Elements of a Rural Transit Program 

A reimagined rural transit program should include three elements: 

A federal “mobility guarantee.” For more than fifty years, the federal government has maintained a standard for Essential Air Service, subsidizing twice-daily flights to and from nearly 200 communities that would otherwise have no aerial link to major cities. The Departments of Transportation, Agriculture, and other agencies involved in rural development should define a new standard for Essential Transit Service. This could be a service standard—a requirement that every community with a certain number of residents have hourly bus service or on-demand transit, including a link to an intercity bus route. It could also be an outcomes-based standard, defined by the ability of transit service to connect residents with healthcare, food, and education. 

State support for rural transit planning, procurement, and technology. Knitting together the patchwork of rural transit requires cohesive governance, and states are best positioned to provide it. Many states already recognize the role they can play in resourcing intercity and rural transit. Colorado’s Department of Transportation has taken a leadership role to plan, brand, and implement Bustang, a publicly-funded intercity service. California’s DOT procured software and open-loop payment systems that all transit agencies in the state can buy into, while Nebraska’s pre-qualified multiple vendors of scheduling and dispatch software. Arkansas’s DOT passes federal funds through to its state transit association to run training programs, workshops, and meetings. 

But dozens of state governments have only a minimal role in public transportation. This should change; every state should be required to stand up an Office of Local Transit Support responsible for intercity transit planning, joint procurement, training, and other assistance. Vesting more responsibility for rural transit in state government could improve transportation more broadly. The Eno Center for Transportation and TransitCenter’s 2015 study of transit governance, Getting to the Route of It, found that state involvement in transit planning tends to lead to a broader state interest in multimodal coordination. 

Federal funding sufficient to meet need, with flexibility in local matching requirements.

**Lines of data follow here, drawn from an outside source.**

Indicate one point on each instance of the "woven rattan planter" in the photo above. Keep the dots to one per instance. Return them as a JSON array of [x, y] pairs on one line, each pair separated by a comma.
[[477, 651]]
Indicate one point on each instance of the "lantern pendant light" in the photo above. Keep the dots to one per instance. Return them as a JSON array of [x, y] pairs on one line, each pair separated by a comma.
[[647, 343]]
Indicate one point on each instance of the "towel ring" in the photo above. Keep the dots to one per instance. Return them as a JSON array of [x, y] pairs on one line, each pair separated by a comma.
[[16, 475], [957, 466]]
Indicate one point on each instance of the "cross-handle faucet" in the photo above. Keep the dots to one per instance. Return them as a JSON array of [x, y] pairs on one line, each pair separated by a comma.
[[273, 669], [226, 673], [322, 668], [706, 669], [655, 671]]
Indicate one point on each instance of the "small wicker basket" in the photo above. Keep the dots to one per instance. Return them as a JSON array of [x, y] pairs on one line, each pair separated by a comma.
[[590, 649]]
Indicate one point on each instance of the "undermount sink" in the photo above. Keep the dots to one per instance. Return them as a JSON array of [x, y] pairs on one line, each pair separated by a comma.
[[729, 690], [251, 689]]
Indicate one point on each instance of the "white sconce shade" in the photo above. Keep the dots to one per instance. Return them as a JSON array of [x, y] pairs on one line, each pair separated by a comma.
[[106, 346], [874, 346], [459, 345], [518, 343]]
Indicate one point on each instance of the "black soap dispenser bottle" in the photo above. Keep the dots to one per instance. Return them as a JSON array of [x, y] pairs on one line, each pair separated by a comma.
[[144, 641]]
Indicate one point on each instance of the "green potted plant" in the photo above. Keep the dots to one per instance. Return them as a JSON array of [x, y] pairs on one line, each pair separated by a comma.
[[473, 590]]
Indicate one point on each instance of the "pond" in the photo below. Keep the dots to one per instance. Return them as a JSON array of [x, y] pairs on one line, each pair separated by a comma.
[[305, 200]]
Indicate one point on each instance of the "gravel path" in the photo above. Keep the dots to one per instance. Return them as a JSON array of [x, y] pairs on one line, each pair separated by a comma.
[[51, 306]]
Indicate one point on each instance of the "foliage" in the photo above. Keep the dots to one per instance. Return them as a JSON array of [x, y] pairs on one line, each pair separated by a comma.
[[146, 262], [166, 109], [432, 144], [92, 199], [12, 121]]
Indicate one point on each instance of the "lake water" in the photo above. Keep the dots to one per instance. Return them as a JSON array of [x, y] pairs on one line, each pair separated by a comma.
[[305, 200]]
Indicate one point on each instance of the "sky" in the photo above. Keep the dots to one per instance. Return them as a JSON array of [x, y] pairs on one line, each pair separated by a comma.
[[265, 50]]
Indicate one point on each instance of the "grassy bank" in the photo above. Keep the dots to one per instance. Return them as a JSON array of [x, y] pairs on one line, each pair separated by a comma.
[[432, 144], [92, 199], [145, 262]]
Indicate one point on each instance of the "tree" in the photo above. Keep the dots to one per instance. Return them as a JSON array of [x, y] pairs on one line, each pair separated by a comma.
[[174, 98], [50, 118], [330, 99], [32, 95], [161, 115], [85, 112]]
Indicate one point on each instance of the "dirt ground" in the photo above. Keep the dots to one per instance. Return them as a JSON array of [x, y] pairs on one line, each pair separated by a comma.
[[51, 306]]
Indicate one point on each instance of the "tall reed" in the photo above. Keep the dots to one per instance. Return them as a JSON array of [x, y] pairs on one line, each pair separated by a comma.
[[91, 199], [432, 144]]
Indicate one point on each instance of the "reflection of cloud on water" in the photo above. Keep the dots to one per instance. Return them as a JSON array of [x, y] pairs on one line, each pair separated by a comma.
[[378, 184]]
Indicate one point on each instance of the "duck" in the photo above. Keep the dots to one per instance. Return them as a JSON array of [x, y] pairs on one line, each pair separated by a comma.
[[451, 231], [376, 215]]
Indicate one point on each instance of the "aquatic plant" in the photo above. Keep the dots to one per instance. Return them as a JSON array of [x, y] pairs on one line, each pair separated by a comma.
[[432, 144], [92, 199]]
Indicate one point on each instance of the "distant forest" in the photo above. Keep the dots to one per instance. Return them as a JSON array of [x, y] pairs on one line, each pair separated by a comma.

Today, rural transit is a scarce resource. For example, in 2018, Oklahoma transit agencies spent $90.5 million operating service and provided 9.6 million trips—but the state’s DOT and transit association estimate that the actual demand for transit was 17.7 million trips. Most of the unmet demand was in rural areas; meeting it would have required an additional $127 million for service. 

The scale of unmet demand across the country will require funding on the magnitude called for in Congressman Hank Johnson’s Stronger Communities Through Better Transit bill (HR 3744), which would provide up to $5 billion a year for operations of rural and tribal transit systems, part of an annual $20 billion investment in transit service. 

But although rural systems rely on federal grants, they struggle to provide local matching funds for operations, often relying on Medicaid and human service contracts. The rural transit formula should be changed so that states can use federal-aid highway funding as a match. National Highway Performance Program funds should be allowed to support intercity bus service, while Surface Transportation Block Grant funding should be allowed to support all rural transit service. 

Rethinking rural transit could be key to public transportation’s political future. The bipartisan infrastructure deal nearly deadlocked over transit, and the realignment of political parties along metropolitan lines has made transit a sharply polarized issue. Just as a broader conception of Amtrak led to a robust deal on intercity rail, a renewed vision for rural transit could underpin bipartisan support for public transportation. 

More importantly, it could better connect millions of people. An Essential Transit Service standard would recognize that, in the countryside as much as in cities, mobility is an essential need that enables us to meet our other needs.